“We take seriously the idea that a republic cannot long survive without a virtuous citizenry,” says Brenda Hafera of The Fund for American Studies.
TFAS’s mission is to “win over each new generation to the ideas of liberty, limited government, and free markets” by offering educational programs for students and young journalists around the world.
Charles Edison, a former governor of New Jersey and son of the inventor Thomas Alva Edison, founded TFAS in 1967 amid sweeping cultural changes spurred in part by the sexual revolution and opposition to the Vietnam War. Edison gathered top American scholars and intellectuals such as National Review founder William F. Buckley to teach college students about the American political tradition.

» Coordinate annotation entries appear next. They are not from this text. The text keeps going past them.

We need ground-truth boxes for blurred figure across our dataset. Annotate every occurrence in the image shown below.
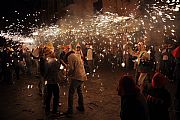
[147,73,171,120]
[75,45,84,61]
[172,45,180,120]
[118,75,149,120]
[44,47,60,114]
[129,42,151,93]
[86,45,93,74]
[65,51,87,117]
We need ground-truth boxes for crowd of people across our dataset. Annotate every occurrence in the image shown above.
[0,38,180,120]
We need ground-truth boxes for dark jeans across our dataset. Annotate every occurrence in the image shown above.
[46,84,59,112]
[68,79,84,113]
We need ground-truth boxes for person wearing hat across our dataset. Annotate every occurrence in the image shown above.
[65,51,87,117]
[128,42,151,93]
[117,75,149,120]
[75,44,84,60]
[147,72,171,120]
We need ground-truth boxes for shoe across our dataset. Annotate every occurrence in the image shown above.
[76,107,85,112]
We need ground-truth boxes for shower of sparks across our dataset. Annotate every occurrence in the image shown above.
[0,0,180,71]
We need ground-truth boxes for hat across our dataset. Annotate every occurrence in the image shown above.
[152,72,167,88]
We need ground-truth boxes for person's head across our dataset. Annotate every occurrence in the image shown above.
[152,72,167,88]
[64,51,75,63]
[43,47,55,58]
[63,45,70,53]
[118,75,139,96]
[76,46,81,51]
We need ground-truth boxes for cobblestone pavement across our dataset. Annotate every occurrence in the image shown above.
[0,71,177,120]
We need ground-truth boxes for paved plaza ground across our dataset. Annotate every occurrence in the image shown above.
[0,71,175,120]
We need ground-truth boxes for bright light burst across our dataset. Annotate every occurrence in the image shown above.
[1,0,180,51]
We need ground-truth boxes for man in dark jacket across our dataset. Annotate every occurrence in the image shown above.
[44,50,60,114]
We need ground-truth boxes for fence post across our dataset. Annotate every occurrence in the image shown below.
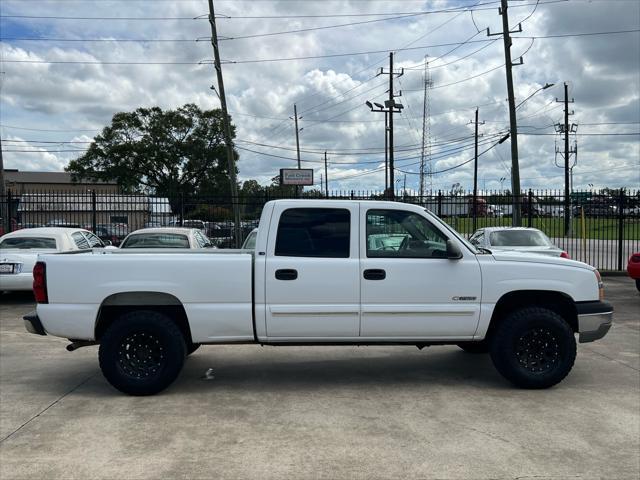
[5,190,13,233]
[91,190,98,233]
[618,188,624,271]
[527,189,533,228]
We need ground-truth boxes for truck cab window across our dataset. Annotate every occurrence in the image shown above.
[71,232,91,250]
[367,210,447,258]
[275,208,351,258]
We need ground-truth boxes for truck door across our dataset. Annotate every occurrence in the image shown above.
[265,202,360,341]
[360,204,481,341]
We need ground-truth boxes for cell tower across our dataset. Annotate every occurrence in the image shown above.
[419,56,433,197]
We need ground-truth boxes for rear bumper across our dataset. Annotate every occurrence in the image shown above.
[22,310,47,335]
[0,272,33,292]
[576,301,613,343]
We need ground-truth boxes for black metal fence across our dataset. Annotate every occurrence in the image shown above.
[0,189,640,270]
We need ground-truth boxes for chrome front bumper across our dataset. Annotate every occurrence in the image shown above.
[576,301,613,343]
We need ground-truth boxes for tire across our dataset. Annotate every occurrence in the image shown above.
[98,310,187,395]
[490,307,576,389]
[458,340,489,354]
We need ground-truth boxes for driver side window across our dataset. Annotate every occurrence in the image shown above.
[367,210,447,258]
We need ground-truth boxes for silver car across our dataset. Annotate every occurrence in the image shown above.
[120,227,215,249]
[469,227,570,258]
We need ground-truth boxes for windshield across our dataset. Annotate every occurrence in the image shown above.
[0,237,57,250]
[120,233,189,248]
[489,230,553,247]
[424,208,480,254]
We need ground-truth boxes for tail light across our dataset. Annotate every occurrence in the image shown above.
[33,262,49,303]
[593,270,604,301]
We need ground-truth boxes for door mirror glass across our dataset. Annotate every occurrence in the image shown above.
[447,240,462,260]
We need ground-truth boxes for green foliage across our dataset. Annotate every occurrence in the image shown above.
[66,104,235,196]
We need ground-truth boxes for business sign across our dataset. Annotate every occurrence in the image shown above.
[280,168,313,185]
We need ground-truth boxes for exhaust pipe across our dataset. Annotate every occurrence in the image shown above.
[66,340,98,352]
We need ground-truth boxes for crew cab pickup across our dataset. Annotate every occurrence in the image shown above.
[25,200,613,395]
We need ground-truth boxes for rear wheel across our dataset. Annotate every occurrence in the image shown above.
[458,340,489,353]
[490,307,576,388]
[98,311,187,395]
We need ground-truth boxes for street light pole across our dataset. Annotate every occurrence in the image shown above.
[209,0,242,248]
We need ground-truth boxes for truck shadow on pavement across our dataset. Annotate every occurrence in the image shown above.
[170,347,511,392]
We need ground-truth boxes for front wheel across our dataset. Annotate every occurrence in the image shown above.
[490,307,576,389]
[98,311,187,395]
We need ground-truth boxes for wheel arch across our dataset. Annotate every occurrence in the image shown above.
[94,291,192,342]
[486,290,578,338]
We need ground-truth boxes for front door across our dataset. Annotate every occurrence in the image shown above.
[265,202,360,341]
[360,205,481,341]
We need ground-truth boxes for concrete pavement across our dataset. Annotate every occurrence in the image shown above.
[0,277,640,480]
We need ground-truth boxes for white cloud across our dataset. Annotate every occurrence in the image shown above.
[0,0,640,189]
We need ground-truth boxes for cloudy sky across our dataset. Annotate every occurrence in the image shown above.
[0,0,640,195]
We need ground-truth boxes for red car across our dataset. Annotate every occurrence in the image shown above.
[627,253,640,292]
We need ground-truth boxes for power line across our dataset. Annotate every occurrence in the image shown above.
[0,37,201,43]
[3,29,640,66]
[220,13,432,41]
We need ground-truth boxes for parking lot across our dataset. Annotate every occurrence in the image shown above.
[0,277,640,480]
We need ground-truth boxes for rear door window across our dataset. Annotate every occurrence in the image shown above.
[275,208,351,258]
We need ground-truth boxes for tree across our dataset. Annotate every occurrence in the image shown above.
[66,104,235,197]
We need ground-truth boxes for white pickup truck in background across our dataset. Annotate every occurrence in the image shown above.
[25,200,613,395]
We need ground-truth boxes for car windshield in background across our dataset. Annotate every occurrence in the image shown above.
[490,230,553,247]
[0,237,57,250]
[242,232,258,250]
[120,233,189,248]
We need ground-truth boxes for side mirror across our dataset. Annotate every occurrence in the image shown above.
[447,240,462,260]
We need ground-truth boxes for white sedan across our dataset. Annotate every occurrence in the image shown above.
[0,227,105,292]
[120,227,215,249]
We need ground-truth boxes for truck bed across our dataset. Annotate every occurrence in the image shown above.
[39,249,254,343]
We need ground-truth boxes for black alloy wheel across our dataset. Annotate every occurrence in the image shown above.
[98,310,187,395]
[490,307,576,388]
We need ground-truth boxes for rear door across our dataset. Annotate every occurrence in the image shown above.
[265,202,360,341]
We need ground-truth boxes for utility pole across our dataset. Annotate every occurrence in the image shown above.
[384,111,389,193]
[0,139,5,233]
[473,107,484,232]
[387,52,395,200]
[418,56,433,202]
[556,82,577,236]
[321,150,329,198]
[208,0,242,248]
[487,0,523,227]
[365,52,404,200]
[293,103,302,197]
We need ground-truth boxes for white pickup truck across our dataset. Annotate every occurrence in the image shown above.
[25,200,613,395]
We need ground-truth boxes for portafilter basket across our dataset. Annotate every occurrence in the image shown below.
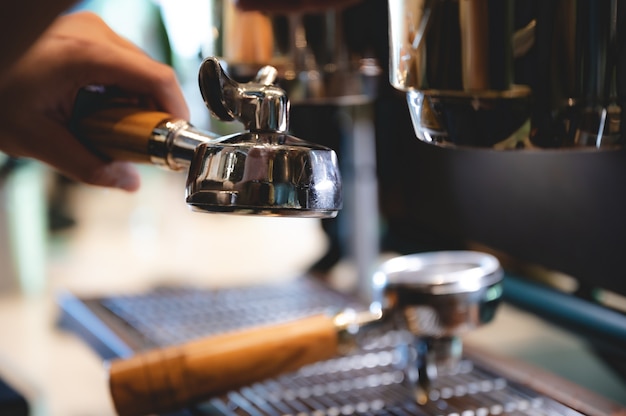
[372,251,504,402]
[102,251,502,416]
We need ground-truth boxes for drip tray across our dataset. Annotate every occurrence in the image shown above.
[59,276,619,416]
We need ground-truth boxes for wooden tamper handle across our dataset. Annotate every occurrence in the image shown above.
[109,315,345,416]
[75,107,173,163]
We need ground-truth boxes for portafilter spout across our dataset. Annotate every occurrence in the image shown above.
[76,57,342,218]
[372,250,504,403]
[102,251,503,416]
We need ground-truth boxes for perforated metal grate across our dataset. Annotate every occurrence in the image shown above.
[64,277,581,416]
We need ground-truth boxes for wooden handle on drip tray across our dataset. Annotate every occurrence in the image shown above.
[109,315,338,416]
[75,107,173,163]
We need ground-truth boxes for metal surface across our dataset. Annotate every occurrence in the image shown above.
[141,58,342,218]
[62,277,607,416]
[373,251,504,403]
[389,0,626,149]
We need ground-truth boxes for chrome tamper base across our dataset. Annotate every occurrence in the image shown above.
[372,251,503,402]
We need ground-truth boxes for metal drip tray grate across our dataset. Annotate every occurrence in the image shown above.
[60,277,612,416]
[198,336,581,416]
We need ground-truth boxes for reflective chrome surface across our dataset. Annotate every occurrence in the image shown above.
[145,57,342,218]
[373,251,503,400]
[388,0,626,149]
[187,133,342,217]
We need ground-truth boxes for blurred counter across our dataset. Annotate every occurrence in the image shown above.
[0,168,626,416]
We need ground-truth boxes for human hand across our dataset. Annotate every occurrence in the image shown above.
[0,12,189,191]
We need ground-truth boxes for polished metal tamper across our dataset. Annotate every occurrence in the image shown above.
[75,57,342,218]
[372,251,503,403]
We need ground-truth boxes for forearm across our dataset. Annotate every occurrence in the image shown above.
[0,0,76,76]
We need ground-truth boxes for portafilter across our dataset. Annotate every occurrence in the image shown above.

Unfortunately, defamation of America’s past remains widespread today. Hafera, TFAS’s Director of International and Continuing Education Programs, argues that the New York Times’s 1619 Project and other “narratives that denigrate the Founding in our common culture” erode civic unity and sow distrust among Americans.
To restore understanding of the American mind, TFAS teaches students how to protect and perpetuate the principles of the Declaration of Independence and Constitution by cultivating “the habits of a free people” – the “don’t tread on me” virtues of spiritedness, resiliency, and adventurousness that Hafera argues are pivotal to maintaining republican government.
TFAS offers more than 20 programs that engage “substantively in the principles of free enterprise, limited government, and civic responsibility,” Hafera says. It boasts an impressive network of over 42,000 alumni – many serving as mentors, intern sponsors, and guest speakers – who hail from six continents and more than 140 countries.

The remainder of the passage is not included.